Une agence de rencontres… pour arbres ?!

La coopérative Arbre-Évolution, à L’Islet, dans la région Chaudière-Appalaches, réinvente le modèle traditionnel de compensation carbone : les arbres, elle les plante là où ça compte « vraiment ».

Illustration : Sébastien Thibault

Présenté parLogo partenaire

L’histoire qui suit est celle d’un lauréat de la deuxième édition des Prix de l’impact social, qui récompensent des entreprises et des organismes québécois qui travaillent de façon méthodique à changer le monde. La coop Arbre-Évolution a reçu le prix dans la catégorie Modèle d’affaires innovant. Pour lire tous les récits inspirants, c’est ici.

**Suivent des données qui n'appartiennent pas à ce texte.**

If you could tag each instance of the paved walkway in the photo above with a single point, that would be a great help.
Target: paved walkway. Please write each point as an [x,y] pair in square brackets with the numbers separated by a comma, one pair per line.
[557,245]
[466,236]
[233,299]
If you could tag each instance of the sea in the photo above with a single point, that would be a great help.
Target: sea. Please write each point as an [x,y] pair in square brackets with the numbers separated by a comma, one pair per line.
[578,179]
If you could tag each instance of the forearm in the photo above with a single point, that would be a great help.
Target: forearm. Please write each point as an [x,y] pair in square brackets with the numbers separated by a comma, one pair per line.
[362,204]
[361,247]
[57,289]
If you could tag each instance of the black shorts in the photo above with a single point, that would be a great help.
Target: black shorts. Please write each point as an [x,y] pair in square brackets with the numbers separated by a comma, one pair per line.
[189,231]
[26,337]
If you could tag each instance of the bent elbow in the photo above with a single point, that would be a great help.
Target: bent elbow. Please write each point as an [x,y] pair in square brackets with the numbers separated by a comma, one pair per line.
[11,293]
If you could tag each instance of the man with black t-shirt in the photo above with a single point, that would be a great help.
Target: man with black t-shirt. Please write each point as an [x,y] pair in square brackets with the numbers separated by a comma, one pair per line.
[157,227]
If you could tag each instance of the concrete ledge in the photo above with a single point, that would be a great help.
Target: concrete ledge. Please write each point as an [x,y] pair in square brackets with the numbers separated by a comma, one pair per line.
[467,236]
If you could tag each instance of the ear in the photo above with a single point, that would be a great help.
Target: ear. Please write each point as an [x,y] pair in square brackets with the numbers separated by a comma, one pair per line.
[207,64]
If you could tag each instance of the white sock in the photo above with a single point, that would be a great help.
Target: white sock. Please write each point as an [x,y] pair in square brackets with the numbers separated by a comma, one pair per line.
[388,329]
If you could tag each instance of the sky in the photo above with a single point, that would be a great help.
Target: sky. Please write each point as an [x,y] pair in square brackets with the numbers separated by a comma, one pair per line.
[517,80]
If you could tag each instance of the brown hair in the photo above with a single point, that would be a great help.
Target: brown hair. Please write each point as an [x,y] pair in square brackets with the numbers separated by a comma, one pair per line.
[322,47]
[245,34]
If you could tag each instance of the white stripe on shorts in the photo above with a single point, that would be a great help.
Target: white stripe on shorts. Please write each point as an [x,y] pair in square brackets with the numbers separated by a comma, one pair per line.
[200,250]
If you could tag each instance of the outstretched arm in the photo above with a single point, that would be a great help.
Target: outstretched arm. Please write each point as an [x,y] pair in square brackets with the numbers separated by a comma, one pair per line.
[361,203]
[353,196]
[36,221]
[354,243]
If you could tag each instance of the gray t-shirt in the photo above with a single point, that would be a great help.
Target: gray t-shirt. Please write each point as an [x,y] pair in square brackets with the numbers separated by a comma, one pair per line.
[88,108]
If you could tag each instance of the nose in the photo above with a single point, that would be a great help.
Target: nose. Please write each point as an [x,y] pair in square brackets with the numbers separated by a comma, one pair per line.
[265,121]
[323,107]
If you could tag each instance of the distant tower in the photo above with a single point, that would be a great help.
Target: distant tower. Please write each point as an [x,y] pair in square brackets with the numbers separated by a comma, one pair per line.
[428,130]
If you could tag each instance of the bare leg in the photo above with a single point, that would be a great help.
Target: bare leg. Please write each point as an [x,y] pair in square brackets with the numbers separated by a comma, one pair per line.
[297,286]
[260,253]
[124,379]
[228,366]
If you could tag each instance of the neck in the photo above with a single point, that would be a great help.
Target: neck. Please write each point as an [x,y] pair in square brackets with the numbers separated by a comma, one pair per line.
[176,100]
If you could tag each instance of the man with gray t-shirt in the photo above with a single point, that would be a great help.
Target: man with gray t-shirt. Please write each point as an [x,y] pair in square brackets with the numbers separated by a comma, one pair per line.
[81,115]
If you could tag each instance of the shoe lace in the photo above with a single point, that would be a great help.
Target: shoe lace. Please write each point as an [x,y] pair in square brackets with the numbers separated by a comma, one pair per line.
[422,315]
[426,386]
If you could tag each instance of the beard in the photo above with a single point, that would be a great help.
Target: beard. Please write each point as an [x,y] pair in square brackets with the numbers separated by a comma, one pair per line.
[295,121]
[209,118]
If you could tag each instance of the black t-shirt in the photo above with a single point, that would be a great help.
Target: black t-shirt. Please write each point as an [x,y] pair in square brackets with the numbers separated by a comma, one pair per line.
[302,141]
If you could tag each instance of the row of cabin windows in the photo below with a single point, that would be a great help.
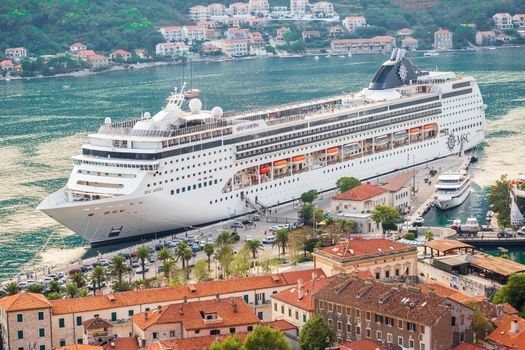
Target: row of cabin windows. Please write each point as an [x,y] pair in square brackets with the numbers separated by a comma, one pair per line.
[190,187]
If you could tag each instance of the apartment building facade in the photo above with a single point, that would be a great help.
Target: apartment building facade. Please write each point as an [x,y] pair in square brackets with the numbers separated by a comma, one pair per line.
[388,314]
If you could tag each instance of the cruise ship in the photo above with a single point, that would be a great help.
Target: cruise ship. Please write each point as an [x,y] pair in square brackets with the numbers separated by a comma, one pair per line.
[452,189]
[185,166]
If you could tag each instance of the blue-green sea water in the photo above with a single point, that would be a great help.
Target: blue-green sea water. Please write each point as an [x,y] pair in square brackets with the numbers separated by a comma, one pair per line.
[43,122]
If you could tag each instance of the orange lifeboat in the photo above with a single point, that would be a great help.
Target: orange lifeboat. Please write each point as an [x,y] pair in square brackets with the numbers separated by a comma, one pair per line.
[280,163]
[298,159]
[264,169]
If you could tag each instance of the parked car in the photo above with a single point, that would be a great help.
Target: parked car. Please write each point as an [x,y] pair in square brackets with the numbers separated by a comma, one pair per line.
[236,224]
[269,240]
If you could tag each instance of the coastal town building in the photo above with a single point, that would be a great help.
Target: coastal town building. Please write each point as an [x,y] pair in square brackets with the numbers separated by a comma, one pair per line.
[98,61]
[351,23]
[377,44]
[63,320]
[357,204]
[258,7]
[194,319]
[485,38]
[405,32]
[216,10]
[171,49]
[323,9]
[76,47]
[409,43]
[443,40]
[298,7]
[120,55]
[383,258]
[503,21]
[16,53]
[199,13]
[296,304]
[386,313]
[310,34]
[173,33]
[235,47]
[509,335]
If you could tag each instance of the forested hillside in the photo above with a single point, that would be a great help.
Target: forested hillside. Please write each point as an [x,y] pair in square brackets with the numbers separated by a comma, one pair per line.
[48,26]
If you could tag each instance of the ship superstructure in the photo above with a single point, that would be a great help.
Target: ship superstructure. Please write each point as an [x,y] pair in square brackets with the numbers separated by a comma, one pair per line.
[180,168]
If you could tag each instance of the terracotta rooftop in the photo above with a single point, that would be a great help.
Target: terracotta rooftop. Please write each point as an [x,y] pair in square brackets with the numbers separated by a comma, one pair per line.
[468,346]
[364,344]
[127,343]
[394,300]
[445,245]
[202,289]
[360,193]
[503,334]
[504,267]
[395,183]
[193,343]
[363,248]
[230,312]
[24,301]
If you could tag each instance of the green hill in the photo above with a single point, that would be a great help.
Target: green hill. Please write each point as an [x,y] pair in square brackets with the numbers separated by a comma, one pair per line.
[48,26]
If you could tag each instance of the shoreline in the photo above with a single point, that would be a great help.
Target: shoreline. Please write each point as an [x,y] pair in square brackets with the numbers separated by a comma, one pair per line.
[147,65]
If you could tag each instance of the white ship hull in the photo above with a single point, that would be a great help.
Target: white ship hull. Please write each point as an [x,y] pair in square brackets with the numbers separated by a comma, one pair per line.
[145,177]
[446,202]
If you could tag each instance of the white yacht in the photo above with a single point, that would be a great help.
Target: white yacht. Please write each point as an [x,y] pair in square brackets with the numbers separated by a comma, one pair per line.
[452,189]
[186,167]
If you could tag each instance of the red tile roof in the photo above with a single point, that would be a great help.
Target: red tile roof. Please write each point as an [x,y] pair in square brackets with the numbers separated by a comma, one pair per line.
[442,31]
[24,301]
[360,193]
[467,346]
[230,312]
[281,325]
[359,248]
[365,344]
[203,289]
[505,337]
[127,343]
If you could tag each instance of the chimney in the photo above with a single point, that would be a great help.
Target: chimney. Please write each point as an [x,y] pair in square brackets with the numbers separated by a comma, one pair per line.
[499,310]
[299,289]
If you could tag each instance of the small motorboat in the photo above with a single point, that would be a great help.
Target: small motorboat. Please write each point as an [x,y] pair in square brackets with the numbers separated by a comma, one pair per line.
[419,221]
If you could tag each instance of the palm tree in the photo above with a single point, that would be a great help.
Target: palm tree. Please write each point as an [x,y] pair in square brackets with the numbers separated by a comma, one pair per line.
[180,252]
[164,253]
[119,267]
[209,250]
[143,252]
[98,275]
[11,288]
[254,245]
[78,279]
[281,239]
[167,267]
[71,290]
[53,287]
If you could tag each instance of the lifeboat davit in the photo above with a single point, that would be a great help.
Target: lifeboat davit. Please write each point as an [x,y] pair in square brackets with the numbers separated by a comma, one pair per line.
[298,159]
[280,163]
[264,169]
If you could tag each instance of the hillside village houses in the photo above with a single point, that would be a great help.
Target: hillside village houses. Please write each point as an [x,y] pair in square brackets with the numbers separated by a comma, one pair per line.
[443,40]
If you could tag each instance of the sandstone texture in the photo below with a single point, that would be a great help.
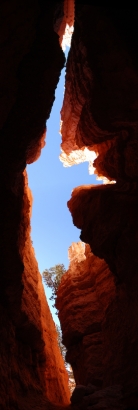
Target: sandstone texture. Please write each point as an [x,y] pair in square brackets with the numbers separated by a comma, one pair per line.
[32,372]
[98,296]
[100,113]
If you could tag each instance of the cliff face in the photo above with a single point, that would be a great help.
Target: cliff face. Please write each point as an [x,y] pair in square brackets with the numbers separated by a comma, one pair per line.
[98,296]
[100,112]
[32,372]
[91,289]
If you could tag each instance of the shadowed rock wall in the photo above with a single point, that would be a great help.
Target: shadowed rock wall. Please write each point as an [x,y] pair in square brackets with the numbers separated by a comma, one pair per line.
[100,112]
[32,373]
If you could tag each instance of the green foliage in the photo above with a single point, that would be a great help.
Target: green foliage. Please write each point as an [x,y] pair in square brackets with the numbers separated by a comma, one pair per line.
[52,278]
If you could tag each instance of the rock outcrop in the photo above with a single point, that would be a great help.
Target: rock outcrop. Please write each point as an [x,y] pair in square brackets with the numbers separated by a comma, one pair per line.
[98,296]
[84,295]
[32,373]
[100,113]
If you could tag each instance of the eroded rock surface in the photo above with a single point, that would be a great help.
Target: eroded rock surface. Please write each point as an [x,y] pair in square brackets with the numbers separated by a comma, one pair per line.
[100,113]
[32,373]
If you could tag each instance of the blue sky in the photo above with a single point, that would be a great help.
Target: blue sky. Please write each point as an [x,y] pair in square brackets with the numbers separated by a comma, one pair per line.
[51,184]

Pour annuler les émissions carbone d’un seul passager lors d’un voyage en avion entre Québec et Vancouver, il faudrait planter quatre arbres. C’est le principe de la compensation carbone : pour réduire leurs émissions carbone, les entreprises et les particuliers ont la possibilité de faire appel à des organismes pour planter des arbres. Depuis 2010, la coopérative Arbre-Évolution, située à L’Islet, dans la région de Chaudière-Appalaches, réinvente le modèle traditionnel. « Les organisations reboisent la plupart du temps des territoires éloignés de la population, explique la chargée de projets Laurence Côté-Leduc. Nous voulons que les arbres soient plantés dans des milieux de vie qui en ont besoin. Et nous voulons éduquer les jeunes générations. »

Avec son équipe d’experts en agroforesterie — agronome, biologiste, technicien forestier, avocat spécialisé en environnement et chercheur spécialisé en santé des sols —, la coop étudie l’endroit où les arbres auront le plus d’effets positifs sur l’environnement et la société. « On agit comme une agence de rencontres entre les besoins de notre territoire et les entreprises du Québec qui veulent compenser leurs émissions de gaz à effet de serre », illustre Laurence Côté-Leduc. 

Cette passionnée pourrait parler des bienfaits des arbres pendant des heures. « On n’a pas assez de temps devant nous, les arbres sont bons pour tout ! » En milieu urbain, par exemple, le verdissement réduit les îlots de chaleur et invite à l’activité physique, entre autres bienfaits, selon un rapport publié en 2017 par l’Institut national de santé publique du Québec. En ville, la coopérative choisit les lieux où le verdissement sera le plus bénéfique pour la population ; à la campagne, elle plante notamment des haies brise-vent.

Ses activités de mise en terre, Arbre-Évolution les transforme en écoéducation auprès d’élèves du primaire. Les enfants apprennent à planter des arbres et à créer des vergers. « C’est vite “addictif” d’avoir les mains pleines de terre. Les enfants en parlent entre eux, et les écoles sont très nombreuses à vouloir participer », raconte Laurence Côté-Leduc.

L’année dernière, 20 000 arbres ont été plantés par Arbre-Évolution dans les régions de Chaudière-Appalaches, de la Montérégie, du Bas-Saint-Laurent et des Laurentides.